Zimbabwe suffered occasional outbreaks of acute diseases (such as plague in 1994). The gains on the national health were eroded by structural adjustment in the 1990s, the impact of the HIV/AIDS pandemic and the economic crisis since the year 2000. In 2006, Zimbabwe had one of the lowest life expectancies in the world according to UN figure – 44 for men and 43 for women, down from 60 in 1990, but recovered to 60 in 2015. The rapid drop was ascribed mainly to the HIV/AIDS pandemic. Infant mortality rose from 6% in the late 1990s to 12.3% by 2004. By 2016 HIV/AIDS prevalence had been reduced to 13.5% compared to 40% in 1998.
The health system has more or less collapsed. At the end of November 2008, some operations at three of Zimbabwe’s four major referral hospitals had shut down, along with the Zimbabwe Medical School, and the fourth major hospital had two wards and no operating theatres working. Due to hyperinflation, those hospitals still open were not able to obtain basic drugs and medicines. The situation changed drastically after the Unity Government and the introduction of the multi-currency system in February 2009 although the political and economic crisis also contributed to the emigration of the doctors and people with medical knowledge.
In August 2008 large areas of Zimbabwe were struck by the ongoing cholera epidemic. By December 2008 more than 10,000 people had been infected in all but one of Zimbabwe’s provinces and the outbreak had spread to Botswana, Mozambique, South Africa and Zambia. On 4 December 2008 the Zimbabwe government declared the outbreak to be a national emergency and asked for international aid.

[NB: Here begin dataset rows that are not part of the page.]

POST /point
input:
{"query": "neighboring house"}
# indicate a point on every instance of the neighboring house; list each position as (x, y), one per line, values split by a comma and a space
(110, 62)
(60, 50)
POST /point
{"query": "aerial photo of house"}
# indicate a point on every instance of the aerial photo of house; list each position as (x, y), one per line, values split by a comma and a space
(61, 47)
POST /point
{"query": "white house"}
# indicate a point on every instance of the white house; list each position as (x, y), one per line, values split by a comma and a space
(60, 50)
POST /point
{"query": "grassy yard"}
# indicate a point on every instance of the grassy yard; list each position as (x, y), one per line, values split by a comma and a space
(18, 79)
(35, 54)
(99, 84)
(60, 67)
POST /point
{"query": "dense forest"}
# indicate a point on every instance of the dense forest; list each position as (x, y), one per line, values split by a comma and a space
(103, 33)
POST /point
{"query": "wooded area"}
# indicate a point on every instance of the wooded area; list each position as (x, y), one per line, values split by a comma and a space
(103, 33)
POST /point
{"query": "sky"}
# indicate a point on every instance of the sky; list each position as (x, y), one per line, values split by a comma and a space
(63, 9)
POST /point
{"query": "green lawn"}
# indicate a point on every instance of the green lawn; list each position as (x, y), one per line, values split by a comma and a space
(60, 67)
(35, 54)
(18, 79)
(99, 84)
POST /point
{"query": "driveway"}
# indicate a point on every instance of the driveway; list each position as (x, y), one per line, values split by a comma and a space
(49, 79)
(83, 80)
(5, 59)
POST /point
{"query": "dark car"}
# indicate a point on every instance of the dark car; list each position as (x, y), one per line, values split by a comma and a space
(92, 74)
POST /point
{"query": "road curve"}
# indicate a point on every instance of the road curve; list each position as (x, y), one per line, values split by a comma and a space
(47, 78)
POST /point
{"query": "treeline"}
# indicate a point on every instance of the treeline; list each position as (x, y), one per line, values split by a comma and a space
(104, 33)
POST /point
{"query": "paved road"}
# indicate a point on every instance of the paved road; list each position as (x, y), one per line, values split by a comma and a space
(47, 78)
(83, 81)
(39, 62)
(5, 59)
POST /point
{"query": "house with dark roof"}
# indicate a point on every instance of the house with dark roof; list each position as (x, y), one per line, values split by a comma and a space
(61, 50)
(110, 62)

By 9 March 2009 The World Health Organization (WHO) estimated that 4,011 people had succumbed to the waterborne disease since the outbreak began in August 2008, and the total number of cases recorded had reached 89,018. In Harare, the city council offered free graves to cholera victims. There had been signs that the disease is abating, with cholera infections down by about 50% to around 4,000 cases a week.
The 2014 maternal mortality rate per 100,000 births for Zimbabwe was 614 compared to 960 in 2010–11 and 232 in 1990. The under 5 mortality rate, per 1,000 births was 75 in 2014 (94 in 2009). The number of midwives per 1,000 live births was unavailable in 2016 and the lifetime risk of death for pregnant women 1 in 42.